The investment cost of just over SEK 250m (€24.4m) is divided equally across the holding companies and the Swedish Energy Agency, which provides support via Industriklivet.
Fossil-free hydrogen, which will replace coal and coke, is a crucial part of the production technique for fossil-free iron and steel production, where emissions of carbon dioxide will be virtually eliminated.
Hydrogen storages are predicted to play a very important role in future power and energy balancing, and in large-scale hydrogen production.
The storage facility is expected to be ready and operational from 2022 until 2024.
Vattenfall head of strategy and HYBRIT chairman Andreas Regnell said: "We're really pleased that HYBRIT is continuing to lead the development of efficient production for fossil-free steel, as we're now also building a pilot storage facility for large-scale fossil-free hydrogen in Luleå.
"Storage provides the opportunity to vary demand for electricity and stabilise the energy system by producing hydrogen when there's a lot of electricity, for example in windy conditions, and to use stored hydrogen when the electricity system is under strain."

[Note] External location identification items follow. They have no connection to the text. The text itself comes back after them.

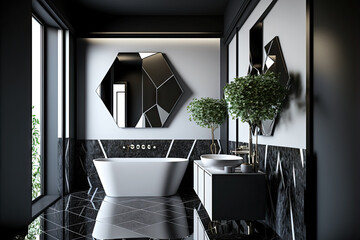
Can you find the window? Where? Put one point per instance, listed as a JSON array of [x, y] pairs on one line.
[[37, 98]]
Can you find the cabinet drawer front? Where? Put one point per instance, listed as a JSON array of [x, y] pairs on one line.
[[208, 194]]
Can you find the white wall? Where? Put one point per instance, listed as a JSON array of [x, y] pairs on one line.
[[287, 19], [197, 62]]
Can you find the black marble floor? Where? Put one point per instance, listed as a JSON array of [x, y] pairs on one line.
[[84, 216]]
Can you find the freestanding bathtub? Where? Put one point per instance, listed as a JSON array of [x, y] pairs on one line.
[[122, 177]]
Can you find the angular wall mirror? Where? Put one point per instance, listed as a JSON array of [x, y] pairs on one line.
[[140, 90], [274, 61]]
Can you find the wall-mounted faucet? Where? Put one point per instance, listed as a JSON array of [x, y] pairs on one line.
[[138, 146]]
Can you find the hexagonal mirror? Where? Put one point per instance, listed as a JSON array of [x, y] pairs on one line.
[[140, 90]]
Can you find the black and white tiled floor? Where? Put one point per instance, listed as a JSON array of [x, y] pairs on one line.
[[82, 216]]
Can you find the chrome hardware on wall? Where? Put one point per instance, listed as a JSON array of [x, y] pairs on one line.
[[138, 146]]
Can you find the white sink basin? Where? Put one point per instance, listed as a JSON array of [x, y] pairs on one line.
[[218, 161]]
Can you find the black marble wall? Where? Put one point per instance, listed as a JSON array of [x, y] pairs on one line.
[[286, 184], [82, 172]]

SSAB technical director Martin Pei added: "By developing a method for hydrogen storage and securing access to fossil-free electricity, we're creating a value chain all the way out to customers where everything is fossil-free – from the mine to the electricity and to the finished steel.
"This is unique."
The 100 cubic metre hydrogen storage is being built in an enclosed rock cavern approximately 30 metres below ground.
Building the storage facility underground provides opportunities to ensure the pressure required to store large amounts of energy in the form of hydrogen in a cost-effective way.
The technology used is adapted to Scandinavian bedrock conditions and will now be developed further to handle the storage of hydrogen.